The dust of the ages seemed to have settled within the burial chamber, on the floor, on the stone and concrete walls, on the plaques that identified the dead within the vault. In contrast, the young woman on the tomb was somehow especially beautiful and pristine, a vision in white, like an angel. Sighing, Jagger walked over to the body. To all appearances, she was sleeping like a heavenly being in her pure perfection.

He pulled out his pocket flashlight to look for the bite marks that had to exist. He gently and carefully moved her hair, but there were no marks on her neck. He searched her thighs, then her arms, his eyes quick but thorough.

At last he found what he sought. He doubted that the medical examiner--even with the most up-to-date technology available--would ever find the tiny pinpricks located in the crease at her elbow.

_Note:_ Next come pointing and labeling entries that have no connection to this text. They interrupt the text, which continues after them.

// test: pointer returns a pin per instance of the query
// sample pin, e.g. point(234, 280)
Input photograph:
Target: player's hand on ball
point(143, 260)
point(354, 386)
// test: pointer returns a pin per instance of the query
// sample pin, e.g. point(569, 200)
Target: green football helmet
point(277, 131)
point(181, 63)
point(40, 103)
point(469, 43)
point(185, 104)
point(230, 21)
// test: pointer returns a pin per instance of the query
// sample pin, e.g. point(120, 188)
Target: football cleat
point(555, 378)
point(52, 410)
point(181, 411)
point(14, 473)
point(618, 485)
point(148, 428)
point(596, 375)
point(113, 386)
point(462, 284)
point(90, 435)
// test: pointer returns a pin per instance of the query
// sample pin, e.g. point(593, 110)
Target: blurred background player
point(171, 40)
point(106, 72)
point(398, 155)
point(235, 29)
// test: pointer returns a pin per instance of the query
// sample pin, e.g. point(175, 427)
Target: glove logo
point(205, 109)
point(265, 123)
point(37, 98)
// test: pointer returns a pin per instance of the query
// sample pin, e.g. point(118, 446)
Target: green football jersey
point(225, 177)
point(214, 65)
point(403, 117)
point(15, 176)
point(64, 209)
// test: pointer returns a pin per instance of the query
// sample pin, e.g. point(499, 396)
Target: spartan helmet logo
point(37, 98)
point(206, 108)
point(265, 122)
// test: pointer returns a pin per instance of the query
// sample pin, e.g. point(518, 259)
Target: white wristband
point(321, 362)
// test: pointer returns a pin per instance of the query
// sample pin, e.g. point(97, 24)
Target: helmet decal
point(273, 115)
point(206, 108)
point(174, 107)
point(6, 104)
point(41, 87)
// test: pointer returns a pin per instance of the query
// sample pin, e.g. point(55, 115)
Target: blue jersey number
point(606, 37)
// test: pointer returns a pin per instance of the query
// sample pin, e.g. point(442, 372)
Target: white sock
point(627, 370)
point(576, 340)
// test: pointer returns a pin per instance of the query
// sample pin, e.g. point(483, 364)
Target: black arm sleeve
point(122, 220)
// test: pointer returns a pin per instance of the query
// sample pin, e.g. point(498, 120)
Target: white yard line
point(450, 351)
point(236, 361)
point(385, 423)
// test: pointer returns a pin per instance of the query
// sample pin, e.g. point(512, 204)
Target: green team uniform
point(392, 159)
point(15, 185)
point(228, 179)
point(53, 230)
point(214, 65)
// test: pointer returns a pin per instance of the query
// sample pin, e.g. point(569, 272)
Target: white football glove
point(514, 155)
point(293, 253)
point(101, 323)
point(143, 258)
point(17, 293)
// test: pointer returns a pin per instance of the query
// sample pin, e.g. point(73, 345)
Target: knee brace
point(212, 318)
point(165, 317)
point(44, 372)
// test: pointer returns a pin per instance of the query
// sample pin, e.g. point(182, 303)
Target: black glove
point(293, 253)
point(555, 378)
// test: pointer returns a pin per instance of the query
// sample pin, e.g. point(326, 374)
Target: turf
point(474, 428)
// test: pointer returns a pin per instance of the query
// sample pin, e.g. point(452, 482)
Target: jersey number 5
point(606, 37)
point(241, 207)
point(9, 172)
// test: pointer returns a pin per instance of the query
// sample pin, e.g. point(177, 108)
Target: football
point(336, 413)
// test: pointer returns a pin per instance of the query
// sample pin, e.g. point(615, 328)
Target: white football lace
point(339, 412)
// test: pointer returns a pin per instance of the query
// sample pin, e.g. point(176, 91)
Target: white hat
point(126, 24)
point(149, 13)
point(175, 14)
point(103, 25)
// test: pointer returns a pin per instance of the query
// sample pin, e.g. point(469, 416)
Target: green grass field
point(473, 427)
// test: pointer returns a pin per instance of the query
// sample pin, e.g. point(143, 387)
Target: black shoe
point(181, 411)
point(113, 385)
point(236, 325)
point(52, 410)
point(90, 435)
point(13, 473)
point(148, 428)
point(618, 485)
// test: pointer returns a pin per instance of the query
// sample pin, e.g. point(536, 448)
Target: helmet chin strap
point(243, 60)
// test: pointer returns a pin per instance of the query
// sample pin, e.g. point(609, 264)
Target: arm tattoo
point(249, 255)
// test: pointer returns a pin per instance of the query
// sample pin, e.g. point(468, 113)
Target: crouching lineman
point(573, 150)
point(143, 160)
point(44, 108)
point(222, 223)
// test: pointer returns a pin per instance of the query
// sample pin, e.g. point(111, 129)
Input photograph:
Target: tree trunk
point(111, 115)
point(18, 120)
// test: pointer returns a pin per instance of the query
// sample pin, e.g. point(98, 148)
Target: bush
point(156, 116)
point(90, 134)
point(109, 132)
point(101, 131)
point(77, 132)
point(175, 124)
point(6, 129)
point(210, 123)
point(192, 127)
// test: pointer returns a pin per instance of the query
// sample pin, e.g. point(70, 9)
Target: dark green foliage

He swore out loud just as Tony returned.

His partner was a young cop. A good cop, and not a squeamish one. Most of the crimes taking place these days had to do with a sudden flare of temper and, as always, drugs. Tony had worked a homicide with him just outside the Quarter in which a kid the size of a pro linebacker had taken a shotgun blast in the face. Tony had been calm and professional throughout the grisly first inspection, then handled the player's mother with gentle care.

Today, however, he seemed freaked.

"What?" Tony asked.

Jagger shook his head. "No blood here at all, no signs of violence. No lividity, but she's still in rigor.... Is the M.E. here?"

Tony nodded.

"Send him in," Jagger said. "Have you interviewed the guide yet?"

Tony, staring at the body, shook his head. "One of the uniforms went to find him."

"He can't have gone far. Stay out there until they find him and interview him. And anyone who was with him. Then meet me back at the station, and we'll get her picture out in the media. I want uniforms raking the neighborhood, the dumpsters, you name it, looking for a purse, clothing, anything they can find."

Tony nodded and left.

The M.E. the Coroner's Office had sent out that morning was Craig Dewey. Dewey looked like anything but the general conception of what a medical examiner should: he was tall, blond, about thirty-five. Basically, until they found out what he did for a living, most women considered him a heartthrob.

Like the others, he paused in the door. But Dewey didn't stand there stunned and frozen as Tony and Gus had done. He did stare, but Jagger could see that his keen blue eyes were taking in the scene, top to bottom, before he approached the corpse. Finally that stare focused on the victim. He looked at her for a long while, then turned to Jagger.

"Well, here's one for the books," he said, his tone matter-of-fact. "On initial inspection, without even touching her, I'd say she's been entirely drained of blood." He looked around. "And it wasn't done here."

"No. I'd say not," Jagger agreed with what appeared to be obvious.

"Such a pity, and so strange. Murder is never beautiful, and yet...she is beautiful," Dewey commented.

"Dewey, give me something that isn't in plain sight," Jagger said.

Dewey went to work. He was efficient and methodical. He had his camera out, the flash going as he shot the body from every conceivable angle. Then he approached the woman, checked for liver temperature and shook his head. "She's still in rigor. Other than the fact that she's about bloodless, I have no idea what's going on here. I'll need to get her into the morgue to figure out how and why she died. I can't find anything to show how it might have happened. Odd, really odd. A body without blood wouldn't shock me--we seem to attract wackos to this city all the time--but I can't find so much as a pinprick to explain what happened. Hell, like I said, I've got to get her out of here to check further. Lord knows, enough people around here think they're vampires."